As for national soil that was within the American theater of war, the country did a great job in the fight to counteract the German presence in the Caribbean by patrolling the coasts also supporting the other Latin American countries in it. Regarding the participation of Hondurans on other fronts, there are records of several Honduran volunteers in the United States Army. Among them are Don José Paz Barahona, nicknamed "Joe Paz" by his battalion mates, who participated in the D-Day landing being one of the many Hispanic American soldiers in the war and returned safely home to Honduras after the war, and Luis Alemán Gómez, who after the end of the war was part of the allied occupation troops of Japan.

== Victims ==
List of Hondurans killed by German submarine attacks:
- SS TELA ship: 11 deceased
- San Blas ship: 75 deceased
- Nicolás Cuneo ship: 3 deceased
- POMPOON ship: 27 deceased
- Ship ss COMAYAGUA: 10 deceased
- SS CEIBA ship: 36 deceased
- SS ship AMAPALA: 1 deceased
- SS ship OLANCHO: 3 deceased
- SS ship CASTILLA: 24 deceased

== Consequences ==
=== Politics ===
Due to the deep proximity of Honduras with the United States and added to the enormous donation and purchase of modern US military equipment and fighter planes that were protagonists in the war such as the Chance Vought F4U Corsair, the Honduran army would end up adopting the American military model after World War II. The fall of fascism and the birth of the Cold War would initiate the adoption of a political system more similar to that of the United States. It would also recover diplomatic relations with Germany, more specifically now West Germany, Italy, and Japan.

=== Economy ===
There were some shortages of national products in the country due to the enormous shipment of raw materials to the United States and the Asia-Pacific front, Africa, and Europe. Although these would make a great increase in the Honduran economy that would be noticed during the 50's. But at the same time, it would create an economy based on the export of raw materials and the dependence on the purchase of these abroad.
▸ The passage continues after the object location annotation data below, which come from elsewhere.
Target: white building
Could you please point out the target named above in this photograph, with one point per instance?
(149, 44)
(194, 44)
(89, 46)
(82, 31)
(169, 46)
Labor overexploitation would cause the strike of 54, where the Honduran government would end up accepting better working conditions and social security for workers, notably improving the quality of life of workers.

The 1950s, similar in other countries, were established as a decade of economic prosperity and social order, although by the 1960s a series of coups would begin and by 1969 a slight economic decline would begin during the term of Oswaldo López Arellano. that would be recovered years later, although Honduras would continue to be dependent on the United States.